Pour pratiquer l’hybridation d’iris de l’autre côté du Rideau de Fer, entre 1960 et 1990, il fallait beaucoup d’humilité et beaucoup d’enthousiasme. Il n’était pas facile de se procurer les variétés américaines de l’époque. Aussi travaillait-on à partir de variétés anciennes, acquises par la débrouille et le commerce parallèle. La démarche était par ailleurs intuitive et sentimentale : pas de programme précis, pas d’autre but que celui d’obtenir de nouveaux iris, les plus beaux possibles, tout simplement. A cette époque, nombreux étaient ceux qui s’intéressaient aux iris hybrides dans ce qui constituait la Tchécoslovaquie. Entre tous ces amateurs régnait une vive amitié : aucun objectif commercial ne dressait entre eux les barrières de la concurrence, et s’il y avait compétition, elle s’entendait dans le sens de l’émulation et pas dans celui de l’antagonisme.

A Bratislava, Ladislaw Muska, au début des années 60 s’est lancé dans l’hybridation des iris. A la même époque, dans la Bohême voisine, il y avait beaucoup d’autres personnes qui s’intéressaient aux iris. Pour ne citer que les principaux, parlons de Jiri Adamovic, Milan Blazek, Leonard Rysnar ou Vojtech Smid. En Slovaquie, Muska n’était pas seul puisque ses compatriotes Kovarik et Stilhammer avaient eux aussi entrepris de produire de nouvelles variétés. C’est à croire que l’enthousiasme remplaçait les iris puisque le potentiel génétique à la disposition de tous ces amateurs était des plus réduit. D’ailleurs, avec presque rien, ils obtenaient des variétés nouvelles intéressantes. ‘Libon’ (Smid 80) issu de ‘Crinkled Gem’ X ‘Amigo’s Guitar’ est venu, en 1985, tailler des croupières aux variétés américaines et remporter le Florin d’Or du Concours de Florence !

La disparition des obstacles consécutive à l’ouverture vers l’Ouest des pays d’Europe Centrale a offert à tous ces fanatiques des perspectives nouvelles dont ils ont immédiatement usé en se procurant des centaines de nouvelles variétés américaines, australiennes et françaises. La seule barrière que les hybrideurs pouvaient rencontrer étaient celle de l’argent (il faut payer en dollar les variétés importées), mais pour des gens habitués au système D, elle pouvait être surmontée. Ce fut dès lors un plaisir que de travailler avec de grands iris comme ‘Bodacious’, Dusky Challenger’, Edith Wolford’, Everything Plus’, Jesse’s Song’, ‘Silverado’ ou ‘Titan’s Glory’. Et les résultats sont venus, tout naturellement car les utilisateurs avaient acquis un professionnalisme qui leur permettait d’effectuer des croisements dont ils anticipaient fort bien les réussites.

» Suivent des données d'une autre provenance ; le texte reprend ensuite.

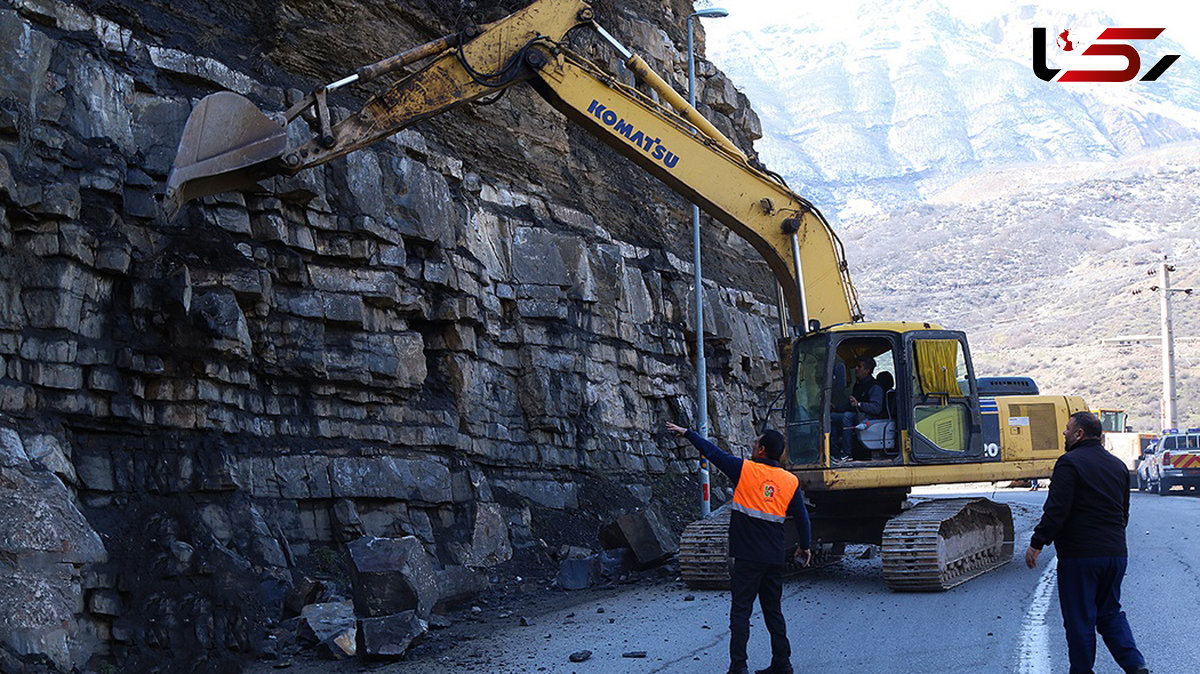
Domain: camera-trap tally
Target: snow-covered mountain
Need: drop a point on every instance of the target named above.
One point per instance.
(869, 106)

Mais au moment où les moyens matériels arrivaient enfin, le nombre des hybrideurs slovaques s’est mis à diminuer : l’âge et la lassitude, peut-être… Aujourd’hui ils ne sont plus que deux. Ladislaw Muska, déjà cité, et Anton Mego.

Muska a connu toutes les étapes de l’évolution de l’hybridation dans son pays, depuis sa période ‘Babbling Brook’, jusqu’à son présent constitué d’une profusion d’iris plicatas ou « space age ». C’est essentiellement de ce côté qu’il penche désormais et ses dernières obtentions dans ce domaine sont tout à fait intéressantes. ‘Bonvivan’ (2008) ou ‘Push out Horns’ (2008) sont des exemples de ce qu’il propose aujourd’hui.

Anton Mego est un homme de la génération suivante. Il n’a pas travaillé dans les conditions héroïques des années 80. Mais il a très vite, peut-être même instinctivement, acquis cette autorité qui lui fait tout de suite distinguer les bons parents, réaliser les bons croisements et sélectionner les bons semis. Chacune des réalisations qu’il propose est une réussite. Et cet artiste a tout de suite été repéré par les grands producteurs américains qui mettent à leur catalogue les nouveautés « made in Bratislava ». ‘Slovak Sapphire’ (2004) a obtenu le deuxième prix à Florence en 2003. ‘Slovak Prince’ (2002) s’est même payé le luxe de s’imposer dans le très rigoureux cercle des iris décorés aux USA d’un Award of Merit (2007).

La Slovaquie, tout petit état d’Europe Centrale, se trouve parmi les grandes nations de l’iridophilie. Il suffit de peu de chose, et surtout d’un peu de génie, pour se hisser au niveau des plus grands.